(Le Havre de Grâce), havenstad in het Franse departement Seine-Inférieure, na Marseille de belangrijkste handelshaven van Frankrijk, ligt, beschermd door Kaap de la Hève, aan de noordzijde van de Seine-monding, aan de voet van het krijtplateau en aan de Westerspoorweg. De stad, die (1946) 106 934 inw. telt, bezit de kerken Notre Dame en St-François, beide uit de 16de 17de eeuw, het museum, het stadhuis, de grote schouwburg (1844), het Paleis van Justitie (1876) en de Beurs (1880).
In Wereldoorlog II werd de stad zwaar beschadigd: de Notre Dame, het museum, het stadhuis en de schouwburg werden verwoest, evenals de havenwijken en de haven.Le Havre heeft sinds 1919 een 12 m diepe en 285 ha grote getijhaven (Bassin de Marée).
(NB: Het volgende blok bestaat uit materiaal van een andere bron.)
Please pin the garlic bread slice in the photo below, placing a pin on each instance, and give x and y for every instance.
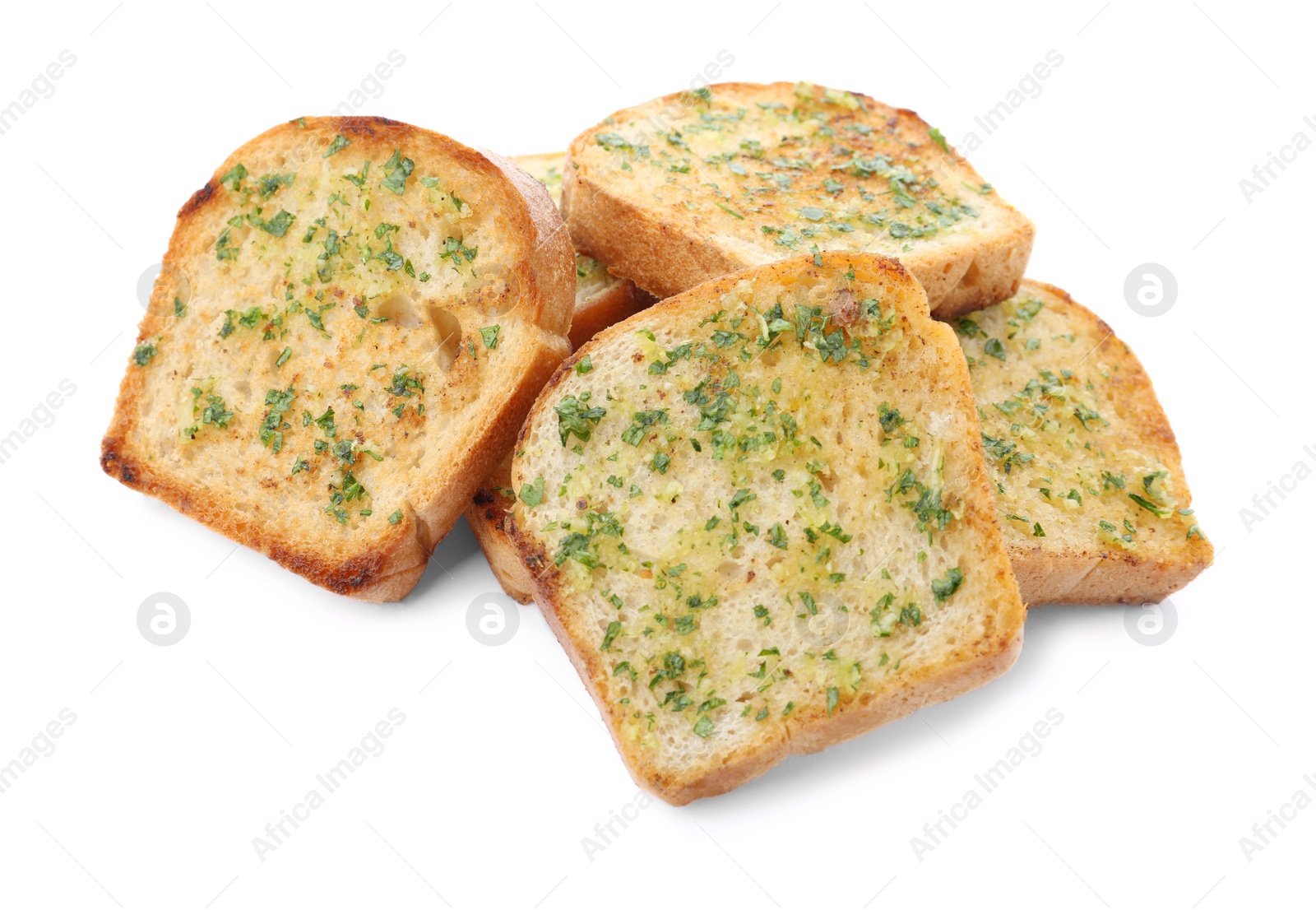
(352, 319)
(740, 174)
(1089, 482)
(757, 518)
(602, 299)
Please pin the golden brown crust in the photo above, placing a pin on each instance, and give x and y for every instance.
(665, 250)
(619, 300)
(1050, 570)
(489, 519)
(387, 565)
(809, 728)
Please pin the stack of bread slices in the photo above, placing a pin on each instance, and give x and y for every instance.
(747, 390)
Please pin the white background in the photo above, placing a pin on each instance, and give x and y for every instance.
(1166, 754)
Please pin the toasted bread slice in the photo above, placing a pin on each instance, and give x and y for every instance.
(1094, 504)
(740, 174)
(758, 522)
(602, 299)
(350, 323)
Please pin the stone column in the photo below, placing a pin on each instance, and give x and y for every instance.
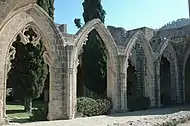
(123, 81)
(71, 82)
(181, 88)
(113, 87)
(157, 82)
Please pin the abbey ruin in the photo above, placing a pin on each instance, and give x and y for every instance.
(161, 58)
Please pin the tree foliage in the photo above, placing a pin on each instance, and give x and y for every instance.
(48, 6)
(28, 69)
(94, 58)
(77, 22)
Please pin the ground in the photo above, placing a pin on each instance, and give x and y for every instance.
(16, 113)
(112, 119)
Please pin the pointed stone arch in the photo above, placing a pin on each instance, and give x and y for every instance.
(53, 41)
(81, 37)
(150, 87)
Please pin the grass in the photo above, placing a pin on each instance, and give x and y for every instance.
(16, 113)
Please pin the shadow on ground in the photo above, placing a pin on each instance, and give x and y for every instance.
(154, 111)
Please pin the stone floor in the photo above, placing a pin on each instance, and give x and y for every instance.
(111, 119)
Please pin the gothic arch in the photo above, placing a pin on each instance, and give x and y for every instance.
(162, 47)
(139, 36)
(168, 51)
(33, 14)
(81, 37)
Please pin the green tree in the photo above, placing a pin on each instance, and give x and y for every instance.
(48, 6)
(94, 55)
(29, 71)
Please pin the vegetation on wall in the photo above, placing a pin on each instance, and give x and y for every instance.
(48, 6)
(94, 57)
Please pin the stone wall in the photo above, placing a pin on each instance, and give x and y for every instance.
(63, 50)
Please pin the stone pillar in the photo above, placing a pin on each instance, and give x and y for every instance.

Verder heeft men er droogdokken, grote opslagplaatsen en laad- en loskranen. Het 25 km lange Kanaal van Tancarville maakt voor rivierschepen het rechtstreeks verkeer van de Seine met de havenbassins mogelijk. Le Havre heeft een belangrijke beurs en termijnmarkten voor katoen en koffie. Belangrijk zijn ook de passagiersdiensten op Southampton, de Antillen, Zuid-Amerika en vooral op de V.S.
Voorts telt de stad tal van industrieën, die met de haven verband houden.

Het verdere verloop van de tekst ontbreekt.